By: van Orsouw 08-06-2020
How does the trial period work?
The probationary period is a short period at the beginning of an employment contract in which the employment contract can be terminated immediately by both the employer and yourself. There is only a probationary period if this period has been agreed upon in writing.
Duration of the probationary period
The maximum duration of the probationary period that can be agreed depends on the length of your employment contract. For example, the probation period for an open-ended employment contract may not exceed two months. Even if there is a fixed-term employment contract with a duration of two years or longer, a trial period of two months may be agreed.
If you have a fixed-term employment contract with a duration of less than two years but longer than six months, the probation period may not exceed one (1) month. This is the case, for example, with an annual contract. If there is an employment contract with a duration of six months or less, no trial period may be agreed at all.
Rules regarding the probationary period are strictly applied
Rules regarding probation must be strictly observed by an employer. If this does not happen, the probation period is void. This means that the probation period is not valid, for example if:
Can I always be fired during the trial period?
In many cases yes, but not always. In the first place, of course, the question is whether there is a valid probation period clause. This means that the probation period must be agreed in writing and has a maximum duration that corresponds to the length of your employment contract.
If there is a valid trial period, the main rule applies that both the employer and you can terminate the employment contract with immediate effect during the trial period. In that case, your employer does not need permission from the UWV Werkbedrijf and does not have to go to the subdistrict court to terminate your employment contract.
During the probationary period, a number of cancellation bans do not apply. This means, for example, that during your probationary period your employer may also terminate your employment contract if you are ill or pregnant. On the other hand, your employer may not terminate the employment contract due to illness or pregnancy.
Dismissal prior to probation
It is generally accepted that an employment contract with a probationary period may be canceled by the employer (but also by the employee) even before the commencement date of the employment contract.

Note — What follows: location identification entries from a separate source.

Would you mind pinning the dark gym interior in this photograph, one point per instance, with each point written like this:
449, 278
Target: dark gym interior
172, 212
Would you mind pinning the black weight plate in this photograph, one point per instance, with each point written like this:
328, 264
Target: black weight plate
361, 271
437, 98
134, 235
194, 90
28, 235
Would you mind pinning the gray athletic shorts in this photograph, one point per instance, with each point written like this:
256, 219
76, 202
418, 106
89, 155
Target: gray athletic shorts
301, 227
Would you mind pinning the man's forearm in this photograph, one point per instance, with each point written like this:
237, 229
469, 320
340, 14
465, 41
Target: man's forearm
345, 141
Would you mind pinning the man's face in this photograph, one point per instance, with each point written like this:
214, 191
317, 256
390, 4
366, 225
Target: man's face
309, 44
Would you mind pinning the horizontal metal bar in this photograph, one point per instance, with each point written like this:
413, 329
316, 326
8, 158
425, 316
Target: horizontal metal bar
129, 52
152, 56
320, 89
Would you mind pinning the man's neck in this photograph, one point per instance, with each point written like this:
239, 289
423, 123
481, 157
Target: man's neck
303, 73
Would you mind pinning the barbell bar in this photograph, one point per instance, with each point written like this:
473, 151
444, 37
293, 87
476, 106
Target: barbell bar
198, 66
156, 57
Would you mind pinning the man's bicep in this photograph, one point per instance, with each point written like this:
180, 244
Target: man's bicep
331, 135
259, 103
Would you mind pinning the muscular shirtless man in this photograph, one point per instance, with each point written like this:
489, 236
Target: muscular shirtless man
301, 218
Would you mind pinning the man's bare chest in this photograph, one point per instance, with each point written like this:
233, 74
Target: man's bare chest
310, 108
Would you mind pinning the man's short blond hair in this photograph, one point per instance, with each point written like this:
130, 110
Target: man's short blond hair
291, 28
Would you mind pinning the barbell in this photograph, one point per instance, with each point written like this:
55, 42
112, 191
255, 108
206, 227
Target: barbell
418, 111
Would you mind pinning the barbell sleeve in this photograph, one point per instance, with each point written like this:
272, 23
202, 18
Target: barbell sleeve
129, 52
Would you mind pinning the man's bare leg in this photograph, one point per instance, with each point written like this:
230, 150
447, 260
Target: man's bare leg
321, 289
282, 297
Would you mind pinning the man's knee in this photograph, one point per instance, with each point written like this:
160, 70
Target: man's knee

During your probationary period, your employer, therefore, has broad powers to terminate an employment contract with immediate effect, but this power is not unlimited. For example, if you believe that the termination of your employment contract during the probationary period has occurred on discriminatory grounds (for example, because the employment contract has been terminated due to pregnancy), you can request the subdistrict court to cancel the termination or to prejudge the employer. to pay compensation (in legal professional language: a fair compensation).
You must then have submitted a request to the subdistrict court within two months after the dismissal date.
Cancel during the trial period
During the probationary period, an employment contract can be canceled by both parties with immediate effect. In that case, there is therefore no notice period to be observed.
The trial period must be agreed in writing and for the correct duration. For example, an oral probation period is not valid. Moreover, no trial period may be included at all in short temporary employment contracts. The probation period is limited to the following duration:
In the case of an employment contract for an indefinite period (or a fixed-term employment contract of two years or longer): a maximum of two months
For a fixed-term employment contract shorter than two years: a maximum of one month
For a fixed-term contract of six months or less: a probationary period is not permitted
No cancellation bans during probation
Also, the prohibitions on termination of illness and pregnancy do not apply during the trial period. This means that the employment contract can be terminated by the employer even if the employee in question is ill at that time. However, the reason for dismissal on probation should not be discriminatory or directly related to the illness or pregnancy.
During the trial period, Mariëlle works as a dental assistant at a dental practice. The first weeks of the probationary period go without problems. One day Mariëlle reports to her employer that she is pregnant. Immediately thereafter, her employer informs her that she has been dismissed immediately during the probationary period.
Despite the fact that the dismissal took place during the probationary period, Mariëlle can object to this state of affairs. Her employment contract was canceled due to her pregnancy. Suppose Mariëlle had been fired because her employer believed that she was not functioning well, she could not contest this dismissal, even if she was pregnant.
Obligation to communicate about the cancellation
If an employer terminates the employment contract, he does not have to state explicitly in the termination letter the reason for the dismissal. However, if the employee requests this, the employer must still indicate in writing why he has resigned.